Drain the rice noodles in a large colander and set aside. As a precaution, you can toss the noodles with oil to prevent them from sticking together. I usually find this unnecessary.
Cook the Stir Fry
Heat a large wok over high heat until smoking. Once hot, add 1 tablespoon oill and swirl around.
Add 40 g onion and 1 tablespoon fresh ginger to the pan. Stir-fry for a few seconds, tossing/stirring constantly.
Next, add the vegetables with longer cooking time to the pan. For this recipe, 1 carrot, 1 pak choy, and 60 g napa cabbage. Also, add your chosen protein — 2 vegan hot dogs. Stir-fry for a few minutes on high heat, until the sausages are slightly charred, and the vegetables are tender but still crisp.
Throw in 100 g beansprouts and 5 spring onions.
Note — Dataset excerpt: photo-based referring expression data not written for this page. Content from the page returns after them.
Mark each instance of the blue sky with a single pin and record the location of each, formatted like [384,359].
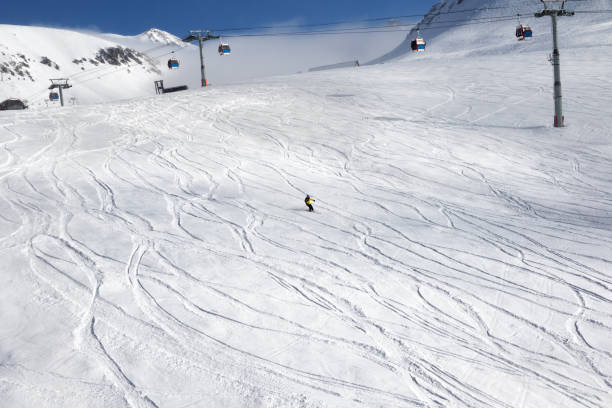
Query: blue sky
[131,17]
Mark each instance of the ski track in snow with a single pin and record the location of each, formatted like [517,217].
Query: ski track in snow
[456,256]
Stir fry for 30 seconds.
Add 2 tablespoons light soy sauce**and 1 teaspoon dark soy sauce** plus 1 teaspoon vegan oyster sauce to the pan. Toss to mix with the vegetables.
Add the soaked and drained rice noodles to the pan. Use a combination of tossing and stirring movements to mix everything well. Turn off the heat.
Finish the dish with a drizzle of 1 teaspoon sesame oil. Garnish with spring onion greens, if desired.
Notes
You can skip this step if you're using pre-soaked, fresh rice noodles.** To make veggie mei fun gluten free, substitute soy sauce for tamari. You may also need to check the ingredients of the vegan oyster sauce.